Netflix has booked “The Final Table,” a high-end cooking contest that pits 24 international star chefs against each other in creating dishes from around the world. The streaming giant has also lined up “Death by Magic,” featuring a British magician who travels the globe performing stunts that stymied – and killed – other illusionists.
Unveiling sneak peeks of both shows at the Edinburgh TV Festival on Thursday, Brandon Riegg, Netflix’s vice president of unscripted programming, said “The Final Table” was distinguished by its starry complement of competing chefs, at least half of whom have a Michelin star. “We wanted to take a bold swing and sort of show in that space only what Netflix could really do,” Riegg said. “Just having that caliber of chef is something new.”
The contestants try their hand at haute-cuisine versions of national dishes such as Spanish paella, an American Thanksgiving dinner and a traditional English breakfast. The show, produced by the duo behind “MasterChef,” Robin Ashbrook and Yasmin Shackleton, is expected to drop later this year.
“Death by Magic” stars British magician Drummond Money-Coutts, whose mission is to uncover the “stories of magicians who died performing the most dangerous stunts ever attempted,” he says in the trailer. “I’ll be putting my life at risk as I attempt my own version of the stunts that cost magicians their lives.”
The clip in Edinburgh showed Money-Coutts, who goes by the moniker DMC, wowing locals in distant lands with tricks such as transforming a figurine into a live frog but also frightening with stunts that see him set aflame or locked inside a trunk left on railroad tracks as a speeding train approaches. Riegg said the show, which will also drop later this year, encompassed more than just a collection of fancy illusions.
“There was a narrative to it,” Riegg said. “It was part storytelling, in terms of the history lessons, and allowing him to update [the other magicians’ tricks] and do his brand of magic.”
Riegg also showed a clip of “Sunderland Till I Die,” a documentary series on the Sunderland soccer team and the ardor it inspires in the local community, where the parish priest prays for the team and silver-haired ladies wipe away tears over it. The documentary is produced by James Corden’s Fulwell 73.

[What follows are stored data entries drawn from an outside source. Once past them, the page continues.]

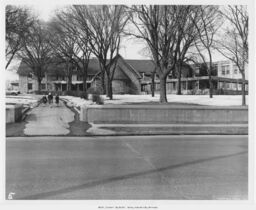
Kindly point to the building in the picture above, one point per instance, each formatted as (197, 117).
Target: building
(135, 77)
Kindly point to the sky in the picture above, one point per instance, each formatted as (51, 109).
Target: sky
(130, 48)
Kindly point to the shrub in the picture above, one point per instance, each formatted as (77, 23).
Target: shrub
(97, 99)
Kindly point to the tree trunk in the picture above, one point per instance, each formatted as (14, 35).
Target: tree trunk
(163, 98)
(69, 83)
(210, 85)
(103, 82)
(153, 84)
(179, 79)
(210, 74)
(39, 85)
(109, 88)
(243, 90)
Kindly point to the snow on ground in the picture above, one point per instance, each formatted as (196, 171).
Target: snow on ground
(217, 100)
(26, 100)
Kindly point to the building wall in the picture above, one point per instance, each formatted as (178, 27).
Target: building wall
(228, 69)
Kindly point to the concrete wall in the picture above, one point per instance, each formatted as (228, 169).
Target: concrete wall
(163, 114)
(13, 113)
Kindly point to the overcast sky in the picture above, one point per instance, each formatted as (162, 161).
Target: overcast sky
(130, 49)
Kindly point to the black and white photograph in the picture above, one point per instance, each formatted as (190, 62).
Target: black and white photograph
(136, 101)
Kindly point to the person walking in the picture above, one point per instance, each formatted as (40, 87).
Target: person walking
(57, 98)
(44, 99)
(50, 98)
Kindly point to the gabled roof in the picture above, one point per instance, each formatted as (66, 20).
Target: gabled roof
(140, 66)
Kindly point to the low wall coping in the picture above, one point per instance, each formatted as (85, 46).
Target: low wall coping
(199, 107)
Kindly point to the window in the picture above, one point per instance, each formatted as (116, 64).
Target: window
(30, 86)
(43, 86)
(30, 75)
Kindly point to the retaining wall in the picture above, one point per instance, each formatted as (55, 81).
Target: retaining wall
(163, 114)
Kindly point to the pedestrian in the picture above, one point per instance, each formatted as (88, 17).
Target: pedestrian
(57, 98)
(44, 99)
(50, 98)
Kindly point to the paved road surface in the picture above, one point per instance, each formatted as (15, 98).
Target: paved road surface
(49, 120)
(155, 167)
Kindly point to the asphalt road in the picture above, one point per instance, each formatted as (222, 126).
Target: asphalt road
(145, 167)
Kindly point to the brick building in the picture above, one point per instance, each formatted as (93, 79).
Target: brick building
(135, 77)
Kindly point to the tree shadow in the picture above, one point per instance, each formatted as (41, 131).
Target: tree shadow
(123, 177)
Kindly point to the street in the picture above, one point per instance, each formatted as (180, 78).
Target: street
(137, 167)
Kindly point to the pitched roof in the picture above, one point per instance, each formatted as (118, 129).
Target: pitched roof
(138, 65)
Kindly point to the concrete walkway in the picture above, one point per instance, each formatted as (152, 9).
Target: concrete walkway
(49, 120)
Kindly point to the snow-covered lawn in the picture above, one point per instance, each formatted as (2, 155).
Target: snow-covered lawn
(26, 100)
(217, 100)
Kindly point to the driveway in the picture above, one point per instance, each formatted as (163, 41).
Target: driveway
(144, 167)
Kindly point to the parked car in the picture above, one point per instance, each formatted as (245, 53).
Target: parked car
(12, 92)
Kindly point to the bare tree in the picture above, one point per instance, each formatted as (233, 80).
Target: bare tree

Two other unscripted shows announced Thursday are “Flinch,” a comedy game show challenging contestants to games in the hills of Ireland, and “Derren Brown: Sacrifice,” which features psychological illusionist Brown trying to dismantle a man’s prejudices.
The new unscripted shows come as Netflix basks in the smash success of the rebooted “Queer Eye” and the solid performance of “Nailed It!”, a baking contest for fumbling amateurs.